School of Life Sciences NEWS

Searching for disease genes with OPERA

Jian Yang Lab
20, 2023

PRESS INQUIRIES Chi ZHANG
Email: zhangchi@westlake.edu.cn
Phone: +86-(0)571-86886861
Office of Public Affairs

When confronted with the same chronic illnesses or pathogen invasions, why do some individuals exhibit greater resistance while others are more susceptible? Could these differences stem from genetic variations? If so, where are these genes located? A recent study may provide some insights into these questions.

On June 19, 2023, Cell Genomics published an online research paper titled “Joint analysis of GWAS and multi-omics QTL summary statistics reveals a large fraction of GWAS signals shared with molecular phenotypes”. This study developed a method called OPERA that efficiently integrates and analyzes large-scale genomic and multi-omics data from human populations. This method is aimed at mapping human complex disease-related genes and genomic functional regions at a finer resolution, ultimately enhancing our understanding of the genetic regulatory mechanisms involved in complex diseases.

Human behaviours, physiological traits, and susceptibility to diseases, among other complex traits, are all affected by numerous genetic and environmental factors. These traits include height, body mass index, and susceptibility to chronic diseases (such as diabetes, mental illness, and cancers) or pathogen infections (such as the SARS-CoV-2).

Mapping genetic loci for complex traits is a highly challenging task, mainly because each locus's individual contribution to the trait is typically small. Therefore, to determine whether a genetic locus affects a trait, individuals in a cohort are grouped based on the presence of a specific genetic variant, and the mean values between groups are then compared. In such experiments, the larger the cohort, the more accurate the mean value estimation, making it more likely to detect subtle differences between groups.
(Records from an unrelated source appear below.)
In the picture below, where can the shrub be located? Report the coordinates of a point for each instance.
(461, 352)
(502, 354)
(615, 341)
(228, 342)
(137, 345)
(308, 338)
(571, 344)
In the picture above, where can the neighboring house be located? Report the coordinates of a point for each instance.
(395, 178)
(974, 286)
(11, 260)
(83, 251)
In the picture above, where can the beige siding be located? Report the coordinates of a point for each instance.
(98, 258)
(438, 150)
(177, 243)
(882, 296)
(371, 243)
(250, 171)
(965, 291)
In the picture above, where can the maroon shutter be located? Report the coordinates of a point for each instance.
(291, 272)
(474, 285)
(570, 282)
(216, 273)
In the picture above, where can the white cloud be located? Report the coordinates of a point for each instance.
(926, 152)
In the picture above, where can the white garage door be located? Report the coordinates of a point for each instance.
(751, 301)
Thus, the key factors in this experimental design are cohort size and coverage of genetic variants on the genome.

The development of high-throughput sequencing and molecular marker detection technologies has made it possible to perform genome-wide genetic loci detection in large cohorts, thereby promoting the development of genome-wide association studies (GWAS). GWAS scans the genomes of a large cohort in an unbiased manner, searching for genetic variants associated with complex traits. With the continuous increase in GWAS cohort size, tens of thousands of genetic loci for complex traits have been located. However, the genes corresponding to most of these GWAS loci are still unclear, greatly hindering our understanding of the related molecular mechanisms and making it difficult to translate GWAS results into biological mechanisms and clinical applications.

Molecular trait loci (xQTL) are genetic loci affecting molecular phenotypes (such as gene expression, protein abundance, or epigenetic modifications). Integrating xQTL data with GWAS results helps to gain a deeper understanding of the molecular mechanisms linking genetic variations to complex traits.

The OPERA method developed in this study is a significant breakthrough in the field, as it can integrate xQTL data and GWAS data from multiple omics levels, determining which molecular phenotypes share potential genetic regulatory mechanisms with traits, and thus genetically associate numerous molecular phenotypes with complex traits. This simultaneous integration of multiple omics xQTL and GWAS data not only overcomes computational bottlenecks but also increases the statistical testing power, linking many previously unknown GWAS loci to molecular phenotypes genetically, taking an essential step in revealing the biological mechanisms behind GWAS loci.

Another advantage of the OPERA method is that it does not require raw genotype, trait phenotype, or omics data; it only needs to analyze the summary statistics of GWAS and xQTL studies. This feature increases data analysis flexibility and strengthens data privacy and security protection.

Using OPERA to analyze GWAS data for 50 complex traits and xQTL data for seven omics levels, researchers detected 17,619 molecular phenotypes genetically associated with complex traits and found that nearly 50% of complex trait GWAS loci could be genetically associated with at least one molecular phenotype. This discovery deepens our understanding of how molecular phenotypes mediate genetic effects and influence complex traits. Particularly, GWAS signals that share genetic control with multiple molecular phenotypes, such as the MSMB locus signal for prostate cancer, provide essential theoretical and data support for future research to reveal the genetic regulatory mechanisms of complex traits. This study takes an important step from GWAS signals to complex trait genes, and the discovery of these new complex disease genes will provide many new targets for developing new treatment plans, helping to develop more targeted and effective treatments for various diseases and conditions.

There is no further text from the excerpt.